El color del cielo pasó de escarlata a púrpura oscuro. La luna casi llena parecía resplandecer con más intensidad.
—Desde entonces le llaman el pantano de la Fiebre —concluyó Will, y me lanzó la pelota—. Tengo que volver a casa.
—¿Has visto alguna vez al ermitaño que vive allí? —pregunté.
Negó con la cabeza.
—No, he oído hablar de él, pero nunca lo he visto.
—Yo sí —le dije—. Mi hermana y yo lo hemos visto esta tarde. Hemos encontrado su cabaña.
—¡Qué interesante! —exclamó Will—. ¿Hablasteis con él?
—¡Qué va! —respondí—. Nos persiguió.
—¿De verdad? —Puso cara de asombro—. ¿Por qué?
—No lo sé, estábamos muy asustados —reconocí.
—Tengo que irme —repitió Will. Empezó a dirigirse sin prisa hacia su casa—. Oye, a lo mejor tú y yo podemos explorar juntos el pantano —dijo.
—Sería estupendo —le contesté.
Estaba un poco más animado. Tenía un nuevo amigo. Pensé que quizá no fuera tan malo vivir en ese lugar.
Vi que Will se dirigía hacia uno de los lados de su casa, dos puertas más allá. Era casi idéntica a la nuestra, aunque no tenía un cercado con ciervos en la parte de atrás, por supuesto.
En el jardín trasero había un pequeño tobogán y un balancín, y me pregunté si tendría un hermano o hermana más pequeños.
Pensé en Emily cuando me dirigía a casa. Sabía que estaría envidiosa de que hubiera hecho un nuevo amigo. Pobre Emily, estaba muy triste sin el bobo de Martin cerca de ella. Nunca me había gustado Martin. Siempre me llamaba «chaval».
Vi a uno de los ciervos tumbándose en el suelo, doblando las patas con gracia. Otro hizo lo mismo. Estaban aposentándose para pasar la noche.
Cuando entré en casa, todos estaban en la sala de estar, viendo un documental sobre tiburones en el canal Documenta. A mis padres les encanta ese canal.

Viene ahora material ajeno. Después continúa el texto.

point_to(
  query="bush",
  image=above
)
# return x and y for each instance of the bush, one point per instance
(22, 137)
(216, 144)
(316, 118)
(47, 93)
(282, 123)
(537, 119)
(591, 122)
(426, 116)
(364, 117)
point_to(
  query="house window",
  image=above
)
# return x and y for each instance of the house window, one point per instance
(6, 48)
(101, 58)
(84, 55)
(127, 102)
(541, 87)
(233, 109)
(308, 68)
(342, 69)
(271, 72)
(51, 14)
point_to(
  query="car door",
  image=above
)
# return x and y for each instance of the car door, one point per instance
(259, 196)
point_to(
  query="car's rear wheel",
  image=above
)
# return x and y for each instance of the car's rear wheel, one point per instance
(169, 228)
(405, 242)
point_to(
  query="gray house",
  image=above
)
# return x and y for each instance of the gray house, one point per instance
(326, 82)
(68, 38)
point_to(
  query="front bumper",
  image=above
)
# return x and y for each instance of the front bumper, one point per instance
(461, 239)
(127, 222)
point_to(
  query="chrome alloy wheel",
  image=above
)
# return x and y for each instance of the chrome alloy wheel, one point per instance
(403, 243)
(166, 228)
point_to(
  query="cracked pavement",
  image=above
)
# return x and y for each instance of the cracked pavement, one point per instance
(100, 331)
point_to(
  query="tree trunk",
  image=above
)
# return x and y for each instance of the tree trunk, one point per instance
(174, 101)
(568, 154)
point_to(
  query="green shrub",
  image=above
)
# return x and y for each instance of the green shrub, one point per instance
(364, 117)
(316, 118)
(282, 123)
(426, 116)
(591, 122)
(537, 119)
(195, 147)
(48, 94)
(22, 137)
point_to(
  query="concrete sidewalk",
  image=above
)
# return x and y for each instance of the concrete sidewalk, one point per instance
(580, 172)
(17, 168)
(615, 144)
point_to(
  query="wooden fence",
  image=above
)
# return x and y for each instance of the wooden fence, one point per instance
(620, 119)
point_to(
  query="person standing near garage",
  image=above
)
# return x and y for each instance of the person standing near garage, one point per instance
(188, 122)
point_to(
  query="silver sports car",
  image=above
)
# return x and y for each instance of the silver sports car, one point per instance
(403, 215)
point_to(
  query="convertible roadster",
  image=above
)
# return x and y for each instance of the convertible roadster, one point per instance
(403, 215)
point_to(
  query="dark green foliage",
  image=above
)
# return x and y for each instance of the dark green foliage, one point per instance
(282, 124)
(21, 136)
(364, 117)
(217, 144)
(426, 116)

Qué raro, ¿verdad?
Lo miré durante un rato y después me di cuenta que no me encontraba muy bien. Me dolía la cabeza, tenía escalofríos y un agudo martilleo en las sienes.
Se lo dije a mamá, que se acercó a mi silla.
—Estás colorado —dijo, y me miró con preocupación. Me puso una manó tibia en la frente y la dejó allí unos segundos—. Grady, tienes un poco de fiebre —afirmó.